Жизнь Ставки текла по-прежнему однообразно: в 9 1/2 часов царь выходил в штаб, до 12 1/2 проводил время с Алексеевым, после этого час продолжался завтрак, потом была прогулка на моторах, в 5 часов пили чай и приходила петербургская почта, которой царь занимался до обеда в 7 1/2 часов.

Вероятно, в этот день между 5 и 7 часами ввиду тревожных слухов от приезжающих из Петербурга («Астория» занята» и т. д.) к царю «прибегал» Алексеев. Кроме того, царь получил две телеграммы от Александры Фёдоровны. В одной говорилось, что в «городе пока спокойно», а в вечерней уже, что «совсем нехорошо в городе».

После обеда с 8 1/2 часов царь занимался у себя в кабинете, а в 11 1/2 пили вечерний чай, и царь с лицами ближайшей свиты уходил к себе.

Дубенский записал в дневнике 25-го: «Из Петрограда – тревожные сведения; голодные рабочие требуют хлеба, их разгоняют казаки; забастовали фабрики и заводы; Государственная Дума заседает очень шумно; социал-демократы Керенский и Скобелев взывают к ниспровержению самодержавной власти, а власти нет. Вопрос о продовольствии стоит очень плохо… оттого и являются голодные бунты. Плохо очень с топливом… поэтому становятся заводы, даже те, которые работают на оборону. Государь как будто встревожен, хотя сегодня по виду был весел.

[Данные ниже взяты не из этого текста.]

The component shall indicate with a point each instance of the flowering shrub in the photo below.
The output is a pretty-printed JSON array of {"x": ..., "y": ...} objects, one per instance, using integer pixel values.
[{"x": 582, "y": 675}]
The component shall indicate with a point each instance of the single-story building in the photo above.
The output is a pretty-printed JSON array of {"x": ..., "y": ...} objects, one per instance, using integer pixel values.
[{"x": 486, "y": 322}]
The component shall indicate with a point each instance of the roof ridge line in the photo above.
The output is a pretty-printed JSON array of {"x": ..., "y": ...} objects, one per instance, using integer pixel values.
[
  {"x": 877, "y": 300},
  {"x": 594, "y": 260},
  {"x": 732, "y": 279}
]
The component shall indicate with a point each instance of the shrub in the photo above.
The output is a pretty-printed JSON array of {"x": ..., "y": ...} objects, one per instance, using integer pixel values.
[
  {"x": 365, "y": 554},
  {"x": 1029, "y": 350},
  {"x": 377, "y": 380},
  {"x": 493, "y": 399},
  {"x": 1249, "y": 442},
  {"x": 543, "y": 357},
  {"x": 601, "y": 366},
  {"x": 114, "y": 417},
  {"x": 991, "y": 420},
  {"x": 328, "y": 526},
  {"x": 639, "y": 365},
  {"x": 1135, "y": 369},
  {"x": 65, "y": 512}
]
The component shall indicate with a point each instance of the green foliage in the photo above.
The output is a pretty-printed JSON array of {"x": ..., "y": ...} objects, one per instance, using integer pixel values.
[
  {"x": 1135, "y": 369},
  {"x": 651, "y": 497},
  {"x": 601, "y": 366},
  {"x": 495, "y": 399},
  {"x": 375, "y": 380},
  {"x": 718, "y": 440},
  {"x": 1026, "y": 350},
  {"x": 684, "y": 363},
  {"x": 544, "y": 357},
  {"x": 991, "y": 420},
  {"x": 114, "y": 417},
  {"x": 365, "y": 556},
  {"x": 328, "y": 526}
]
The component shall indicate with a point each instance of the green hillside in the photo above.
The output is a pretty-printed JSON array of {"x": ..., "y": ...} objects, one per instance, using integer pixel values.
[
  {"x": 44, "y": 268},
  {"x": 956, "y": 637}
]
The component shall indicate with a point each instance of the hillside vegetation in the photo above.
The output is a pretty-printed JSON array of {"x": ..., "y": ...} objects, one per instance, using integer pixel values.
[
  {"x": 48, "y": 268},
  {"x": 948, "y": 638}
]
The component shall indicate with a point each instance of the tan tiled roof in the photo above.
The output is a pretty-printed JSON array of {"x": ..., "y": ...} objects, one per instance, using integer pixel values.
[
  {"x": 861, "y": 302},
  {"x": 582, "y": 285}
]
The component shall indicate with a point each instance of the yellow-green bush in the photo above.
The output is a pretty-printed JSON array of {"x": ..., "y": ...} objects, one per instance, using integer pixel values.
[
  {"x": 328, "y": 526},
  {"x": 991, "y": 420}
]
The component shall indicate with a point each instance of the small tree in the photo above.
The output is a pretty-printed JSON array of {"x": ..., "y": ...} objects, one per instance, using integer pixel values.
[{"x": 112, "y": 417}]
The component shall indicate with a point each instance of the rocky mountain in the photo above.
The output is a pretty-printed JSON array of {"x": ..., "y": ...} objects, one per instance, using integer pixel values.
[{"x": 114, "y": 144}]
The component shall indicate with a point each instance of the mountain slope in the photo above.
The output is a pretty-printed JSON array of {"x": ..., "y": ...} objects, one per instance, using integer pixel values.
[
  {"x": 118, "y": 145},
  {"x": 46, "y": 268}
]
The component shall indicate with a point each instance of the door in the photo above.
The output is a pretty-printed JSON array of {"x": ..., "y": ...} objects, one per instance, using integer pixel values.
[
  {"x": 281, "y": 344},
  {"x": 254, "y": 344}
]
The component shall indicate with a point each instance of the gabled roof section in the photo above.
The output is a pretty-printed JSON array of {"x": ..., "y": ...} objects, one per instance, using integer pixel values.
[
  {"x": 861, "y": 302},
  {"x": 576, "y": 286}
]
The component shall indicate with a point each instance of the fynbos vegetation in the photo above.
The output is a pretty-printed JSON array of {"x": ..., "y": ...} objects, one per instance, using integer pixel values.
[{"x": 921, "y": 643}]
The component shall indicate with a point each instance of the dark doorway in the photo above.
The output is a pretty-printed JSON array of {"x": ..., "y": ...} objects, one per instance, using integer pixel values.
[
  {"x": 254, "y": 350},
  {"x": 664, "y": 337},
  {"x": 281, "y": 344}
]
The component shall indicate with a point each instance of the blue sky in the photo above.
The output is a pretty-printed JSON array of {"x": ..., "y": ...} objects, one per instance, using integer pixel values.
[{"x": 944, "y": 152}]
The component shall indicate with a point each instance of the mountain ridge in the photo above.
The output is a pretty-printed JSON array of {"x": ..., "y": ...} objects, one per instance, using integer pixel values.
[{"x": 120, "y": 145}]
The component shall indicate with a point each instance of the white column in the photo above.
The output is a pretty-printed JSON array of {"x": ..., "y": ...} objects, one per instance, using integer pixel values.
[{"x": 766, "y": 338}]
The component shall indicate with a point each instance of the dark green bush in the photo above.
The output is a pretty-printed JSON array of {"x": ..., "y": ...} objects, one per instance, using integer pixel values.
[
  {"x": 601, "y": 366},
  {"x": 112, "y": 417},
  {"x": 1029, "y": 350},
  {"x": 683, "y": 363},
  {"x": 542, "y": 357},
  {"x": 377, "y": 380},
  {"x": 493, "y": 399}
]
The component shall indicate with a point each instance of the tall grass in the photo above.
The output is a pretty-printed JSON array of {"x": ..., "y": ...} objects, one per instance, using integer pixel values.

Эти дни он ходит в казачьей кавказской форме, вечером был у всенощной и шёл туда и обратно без пальто».

В воскресенье, 26 февраля, войска, как обыкновенно, заняли все посты, положенные по расписанию; Хабалов объявил, что для водворения порядка войска прибегнут к оружию (все министры накануне согласились на такое объявление).

В этот день войскам пришлось стрелять в народ в разных местах, и холостыми, и боевыми патронами.

В донесениях за день отмечено: «Промышленные предприятия сего числа, по случаю праздничного дня, были закрыты». Во время беспорядков наблюдалось как общее явление крайне вызывающее отношение буйствовавших скопищ к воинским нарядам, в которые толпа, в ответ на предложение разойтись, бросала каменьями и комьями сколотого с улиц льда. При предварительной стрельбе войсками вверх толпа не только не рассеивалась, но подобные залпы встречала смехом. Лишь по применении стрельбы боевыми патронами в гущу толпы оказывалось возможным рассеивать скопища, участники коих, однако, в большинстве прятались во дворы ближайших домов и, по прекращении стрельбы, вновь выходили на улицу».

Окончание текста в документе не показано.